Some on the left are tempted to see Tutu’s role on the TRC as a blip in an otherwise liberationist life, especially since he later went on, in addition to his already mentioned stalwart support for the Palestinians’ cause, to stand up for LGBT rights, a woman’s right to terminate a pregnancy, and for the shunned and excluded victims of AIDS. Nor was he afraid to call out ANC corruption and their reneging on promises to the Black poor and working class. He also called for Tony Blair and George W Bush to be sent to The Hague for trial as war criminals (Iraq), once refusing to share a platform with the former.
But the TRC was crucial to the democratic counter-revolution that the ANC was conducting. The Commission provided ideological cover for the ‘reconciliation’ that the ANC leadership, headed by Nelson Mandela, was offering to white monopoly capital. The National Party, which had ruled over apartheid for decades, was offered ministers in a coalition government and governorship of the central bank, despite gaining only 20 percent in the first inclusive election in 1994, a third of the portion achieved by the ANC. The Freedom Charter, especially those clauses calling for nationalisation, was dumped for a ‘sunset clause’ guaranteeing the rights of (white) private property.
Tutu was never a member of the ANC – indeed he banned Anglican clergy from joining any political party – but he worked closely with its legal arm, the United Democratic Front and, once he was free, Mandela. Despite deeper hostility to the Stalinist SACP, Tutu presided over the funeral of its leader Chris Hani, assassinated by a white racist in 1993. By this stage though, the SACP was at the forefront of the drive for a popular front government and a capitalist ‘stage’ of the revolution, that is, a democratic counter-revolution.
There were many on the left who thought this would be a transitory phase and counselled support for the ANC. Workers Power and the League for the Fifth International’s predecessor were not among them.
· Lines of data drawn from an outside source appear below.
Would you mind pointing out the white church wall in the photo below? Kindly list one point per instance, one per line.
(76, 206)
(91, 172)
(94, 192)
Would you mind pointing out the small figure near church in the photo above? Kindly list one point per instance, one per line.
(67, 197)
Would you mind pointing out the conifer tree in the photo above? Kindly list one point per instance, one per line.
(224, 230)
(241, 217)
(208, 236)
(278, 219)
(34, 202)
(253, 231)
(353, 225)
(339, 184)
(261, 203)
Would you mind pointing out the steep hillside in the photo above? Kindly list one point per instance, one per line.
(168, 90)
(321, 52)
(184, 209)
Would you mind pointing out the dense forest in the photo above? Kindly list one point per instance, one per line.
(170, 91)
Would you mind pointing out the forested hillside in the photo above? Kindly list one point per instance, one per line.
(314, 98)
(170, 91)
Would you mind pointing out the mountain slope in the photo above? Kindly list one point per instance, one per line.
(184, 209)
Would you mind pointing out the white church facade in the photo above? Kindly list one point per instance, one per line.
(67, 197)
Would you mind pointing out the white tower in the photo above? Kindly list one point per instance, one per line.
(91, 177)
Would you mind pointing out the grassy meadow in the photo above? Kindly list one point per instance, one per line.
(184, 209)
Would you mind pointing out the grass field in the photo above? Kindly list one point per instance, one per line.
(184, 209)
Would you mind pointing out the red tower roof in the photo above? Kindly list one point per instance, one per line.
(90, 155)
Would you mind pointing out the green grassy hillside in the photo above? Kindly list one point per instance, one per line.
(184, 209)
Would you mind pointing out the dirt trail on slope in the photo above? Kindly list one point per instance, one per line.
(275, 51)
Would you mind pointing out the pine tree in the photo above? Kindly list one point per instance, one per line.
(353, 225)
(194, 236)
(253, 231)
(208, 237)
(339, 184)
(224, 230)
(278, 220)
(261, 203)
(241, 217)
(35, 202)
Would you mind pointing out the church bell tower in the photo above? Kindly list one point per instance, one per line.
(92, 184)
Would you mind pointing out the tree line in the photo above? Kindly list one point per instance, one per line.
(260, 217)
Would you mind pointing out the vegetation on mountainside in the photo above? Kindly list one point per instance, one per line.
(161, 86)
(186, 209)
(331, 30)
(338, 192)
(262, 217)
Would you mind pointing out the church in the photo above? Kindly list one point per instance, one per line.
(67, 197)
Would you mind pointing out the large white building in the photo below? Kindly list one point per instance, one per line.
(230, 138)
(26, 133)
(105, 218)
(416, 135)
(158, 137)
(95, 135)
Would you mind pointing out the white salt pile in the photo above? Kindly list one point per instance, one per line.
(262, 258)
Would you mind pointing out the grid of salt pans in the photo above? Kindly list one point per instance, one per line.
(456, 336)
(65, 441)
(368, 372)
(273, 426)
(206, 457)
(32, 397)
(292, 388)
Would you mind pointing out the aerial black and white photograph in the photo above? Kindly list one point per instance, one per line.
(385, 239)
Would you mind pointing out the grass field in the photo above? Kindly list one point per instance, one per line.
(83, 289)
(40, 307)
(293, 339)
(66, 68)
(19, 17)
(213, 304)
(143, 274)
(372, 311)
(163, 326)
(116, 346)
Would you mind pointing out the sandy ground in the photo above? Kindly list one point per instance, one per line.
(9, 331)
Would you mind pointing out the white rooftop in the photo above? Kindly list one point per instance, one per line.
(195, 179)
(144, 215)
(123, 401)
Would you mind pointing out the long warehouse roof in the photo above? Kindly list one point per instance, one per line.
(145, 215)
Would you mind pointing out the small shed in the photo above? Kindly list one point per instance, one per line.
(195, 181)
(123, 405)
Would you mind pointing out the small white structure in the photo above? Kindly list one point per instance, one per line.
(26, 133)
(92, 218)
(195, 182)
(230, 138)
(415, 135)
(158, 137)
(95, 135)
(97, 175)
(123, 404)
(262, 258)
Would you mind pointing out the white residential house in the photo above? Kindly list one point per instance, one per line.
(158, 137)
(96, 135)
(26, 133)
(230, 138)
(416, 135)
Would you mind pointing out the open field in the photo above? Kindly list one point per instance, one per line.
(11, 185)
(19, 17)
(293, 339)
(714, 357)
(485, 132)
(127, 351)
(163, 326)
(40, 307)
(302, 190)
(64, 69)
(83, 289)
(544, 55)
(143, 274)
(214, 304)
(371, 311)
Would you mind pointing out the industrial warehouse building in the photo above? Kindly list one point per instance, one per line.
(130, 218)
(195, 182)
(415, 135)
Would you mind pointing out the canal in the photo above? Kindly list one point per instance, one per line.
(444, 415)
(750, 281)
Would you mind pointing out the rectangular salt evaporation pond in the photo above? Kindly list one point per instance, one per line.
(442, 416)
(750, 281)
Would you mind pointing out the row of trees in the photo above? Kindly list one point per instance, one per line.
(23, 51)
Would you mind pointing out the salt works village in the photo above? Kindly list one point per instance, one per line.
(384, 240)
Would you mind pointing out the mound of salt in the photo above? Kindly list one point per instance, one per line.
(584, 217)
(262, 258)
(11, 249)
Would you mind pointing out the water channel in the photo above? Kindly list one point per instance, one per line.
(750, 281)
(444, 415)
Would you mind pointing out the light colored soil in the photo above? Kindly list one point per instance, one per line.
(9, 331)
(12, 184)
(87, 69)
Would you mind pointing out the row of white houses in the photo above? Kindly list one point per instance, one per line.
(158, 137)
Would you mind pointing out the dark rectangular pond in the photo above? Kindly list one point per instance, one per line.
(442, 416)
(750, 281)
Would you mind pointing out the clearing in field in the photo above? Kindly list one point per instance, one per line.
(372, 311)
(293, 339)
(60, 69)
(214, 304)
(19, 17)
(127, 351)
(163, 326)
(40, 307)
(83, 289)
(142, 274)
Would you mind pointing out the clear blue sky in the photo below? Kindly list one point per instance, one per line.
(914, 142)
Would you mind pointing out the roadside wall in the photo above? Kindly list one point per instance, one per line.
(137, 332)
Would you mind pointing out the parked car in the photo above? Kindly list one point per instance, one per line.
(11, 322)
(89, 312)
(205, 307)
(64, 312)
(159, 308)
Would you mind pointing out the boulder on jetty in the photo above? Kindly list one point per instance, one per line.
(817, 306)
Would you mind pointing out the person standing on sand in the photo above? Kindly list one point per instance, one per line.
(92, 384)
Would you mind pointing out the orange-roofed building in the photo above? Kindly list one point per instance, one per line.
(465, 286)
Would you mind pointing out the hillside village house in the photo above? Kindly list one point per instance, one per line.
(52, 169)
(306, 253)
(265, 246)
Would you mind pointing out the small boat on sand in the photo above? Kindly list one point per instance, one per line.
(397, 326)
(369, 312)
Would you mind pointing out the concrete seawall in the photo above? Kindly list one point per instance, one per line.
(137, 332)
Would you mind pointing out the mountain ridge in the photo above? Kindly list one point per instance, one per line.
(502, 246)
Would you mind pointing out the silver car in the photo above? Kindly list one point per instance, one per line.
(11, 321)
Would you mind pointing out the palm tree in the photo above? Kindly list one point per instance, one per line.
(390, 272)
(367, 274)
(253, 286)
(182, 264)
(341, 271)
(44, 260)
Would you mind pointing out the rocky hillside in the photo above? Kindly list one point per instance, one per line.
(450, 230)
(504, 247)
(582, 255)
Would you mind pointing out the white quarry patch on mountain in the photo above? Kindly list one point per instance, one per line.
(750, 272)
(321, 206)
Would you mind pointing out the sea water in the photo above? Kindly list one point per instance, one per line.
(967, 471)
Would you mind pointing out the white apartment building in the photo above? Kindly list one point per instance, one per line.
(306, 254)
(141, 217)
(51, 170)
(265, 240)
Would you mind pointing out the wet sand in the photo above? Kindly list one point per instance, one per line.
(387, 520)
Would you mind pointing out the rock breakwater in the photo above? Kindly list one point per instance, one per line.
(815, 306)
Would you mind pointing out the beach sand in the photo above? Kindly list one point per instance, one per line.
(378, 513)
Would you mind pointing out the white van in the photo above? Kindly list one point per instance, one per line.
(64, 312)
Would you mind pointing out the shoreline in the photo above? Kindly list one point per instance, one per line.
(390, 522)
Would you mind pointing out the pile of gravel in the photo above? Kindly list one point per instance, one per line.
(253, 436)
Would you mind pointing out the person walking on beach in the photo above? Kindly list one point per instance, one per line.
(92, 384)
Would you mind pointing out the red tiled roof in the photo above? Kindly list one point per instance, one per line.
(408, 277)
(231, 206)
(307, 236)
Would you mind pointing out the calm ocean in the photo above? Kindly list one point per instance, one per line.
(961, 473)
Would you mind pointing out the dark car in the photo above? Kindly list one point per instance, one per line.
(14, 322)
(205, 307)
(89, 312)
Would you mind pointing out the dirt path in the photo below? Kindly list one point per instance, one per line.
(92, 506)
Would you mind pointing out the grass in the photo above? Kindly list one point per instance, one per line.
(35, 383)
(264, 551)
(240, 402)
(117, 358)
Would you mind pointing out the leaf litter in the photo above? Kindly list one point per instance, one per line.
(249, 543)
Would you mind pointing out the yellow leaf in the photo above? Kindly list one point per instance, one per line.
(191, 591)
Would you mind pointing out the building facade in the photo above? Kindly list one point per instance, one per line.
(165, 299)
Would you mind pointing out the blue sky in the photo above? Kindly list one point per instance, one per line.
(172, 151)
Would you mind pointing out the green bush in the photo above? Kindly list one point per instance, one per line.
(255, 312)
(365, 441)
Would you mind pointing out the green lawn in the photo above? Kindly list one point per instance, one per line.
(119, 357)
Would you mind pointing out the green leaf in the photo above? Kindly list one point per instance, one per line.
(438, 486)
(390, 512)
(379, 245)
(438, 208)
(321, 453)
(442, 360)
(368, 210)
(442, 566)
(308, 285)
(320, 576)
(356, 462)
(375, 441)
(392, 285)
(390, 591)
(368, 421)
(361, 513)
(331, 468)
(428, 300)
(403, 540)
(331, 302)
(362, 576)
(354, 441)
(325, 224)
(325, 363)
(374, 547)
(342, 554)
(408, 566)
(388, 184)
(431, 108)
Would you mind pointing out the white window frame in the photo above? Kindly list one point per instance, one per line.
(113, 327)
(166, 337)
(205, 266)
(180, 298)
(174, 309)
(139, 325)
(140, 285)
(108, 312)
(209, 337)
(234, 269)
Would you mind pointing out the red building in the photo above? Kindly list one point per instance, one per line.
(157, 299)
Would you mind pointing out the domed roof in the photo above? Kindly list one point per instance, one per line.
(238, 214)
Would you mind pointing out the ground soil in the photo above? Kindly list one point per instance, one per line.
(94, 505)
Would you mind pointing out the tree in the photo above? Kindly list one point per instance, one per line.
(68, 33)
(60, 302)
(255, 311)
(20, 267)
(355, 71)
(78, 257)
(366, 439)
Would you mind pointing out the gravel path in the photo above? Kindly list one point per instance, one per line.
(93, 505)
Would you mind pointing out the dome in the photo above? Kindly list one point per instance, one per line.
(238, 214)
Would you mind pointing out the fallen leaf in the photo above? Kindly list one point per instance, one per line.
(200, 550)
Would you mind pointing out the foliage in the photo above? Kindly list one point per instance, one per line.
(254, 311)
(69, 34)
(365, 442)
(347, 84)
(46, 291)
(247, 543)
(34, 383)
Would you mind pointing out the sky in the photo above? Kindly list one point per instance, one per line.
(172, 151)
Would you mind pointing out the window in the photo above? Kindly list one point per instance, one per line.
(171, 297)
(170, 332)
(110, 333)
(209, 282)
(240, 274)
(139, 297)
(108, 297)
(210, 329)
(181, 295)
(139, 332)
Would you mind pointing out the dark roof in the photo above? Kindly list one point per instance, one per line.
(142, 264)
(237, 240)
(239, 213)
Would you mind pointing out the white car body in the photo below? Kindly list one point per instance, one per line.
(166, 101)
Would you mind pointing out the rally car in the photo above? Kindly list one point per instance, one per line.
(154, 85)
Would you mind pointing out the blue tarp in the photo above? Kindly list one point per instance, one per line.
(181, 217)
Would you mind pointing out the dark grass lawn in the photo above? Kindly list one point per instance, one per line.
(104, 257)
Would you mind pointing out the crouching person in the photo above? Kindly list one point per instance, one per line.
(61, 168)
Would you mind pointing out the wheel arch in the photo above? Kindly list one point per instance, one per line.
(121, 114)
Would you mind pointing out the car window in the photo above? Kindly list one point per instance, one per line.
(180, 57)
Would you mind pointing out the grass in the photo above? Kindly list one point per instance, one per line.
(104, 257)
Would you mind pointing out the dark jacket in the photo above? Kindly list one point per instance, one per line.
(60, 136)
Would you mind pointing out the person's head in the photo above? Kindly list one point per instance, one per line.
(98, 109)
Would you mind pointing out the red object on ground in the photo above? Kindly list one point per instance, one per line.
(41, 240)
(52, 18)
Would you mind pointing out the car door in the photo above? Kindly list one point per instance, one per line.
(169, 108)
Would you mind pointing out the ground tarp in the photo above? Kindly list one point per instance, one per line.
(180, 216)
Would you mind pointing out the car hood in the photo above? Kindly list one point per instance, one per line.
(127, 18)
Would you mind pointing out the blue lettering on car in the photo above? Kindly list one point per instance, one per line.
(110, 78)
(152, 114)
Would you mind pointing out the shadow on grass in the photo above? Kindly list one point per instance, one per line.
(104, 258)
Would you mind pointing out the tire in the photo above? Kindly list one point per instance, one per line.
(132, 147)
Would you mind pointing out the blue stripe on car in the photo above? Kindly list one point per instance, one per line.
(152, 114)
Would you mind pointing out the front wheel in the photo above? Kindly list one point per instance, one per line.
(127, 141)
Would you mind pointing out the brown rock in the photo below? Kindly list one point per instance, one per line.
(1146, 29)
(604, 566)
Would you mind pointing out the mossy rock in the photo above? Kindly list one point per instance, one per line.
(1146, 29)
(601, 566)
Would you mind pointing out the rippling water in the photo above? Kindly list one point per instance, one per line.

Tragically, we have been proved right and millions of Black South Africans; landless farmers, workers, unemployed youth, are living with the legacy.
However, Tutu’s sincere sympathy for the oppressed meant he also ‘spoke truth to power’ to the new Black élite, to the likes of Jacob Zuma, and spoke openly of how little of the fruits of liberation the poor and exploited had received, in savage contrast to the millionaires like Cyril Ramaphosa. However, he remained unwilling to recognise the right and the necessity of the exploited and oppressed to struggle for power ‘by any means necessary’.
So, whilst we recognise Tutu’s contributions to the struggle and his courage, it is with those who are struggling for a socialist South Africa today that we solidarise.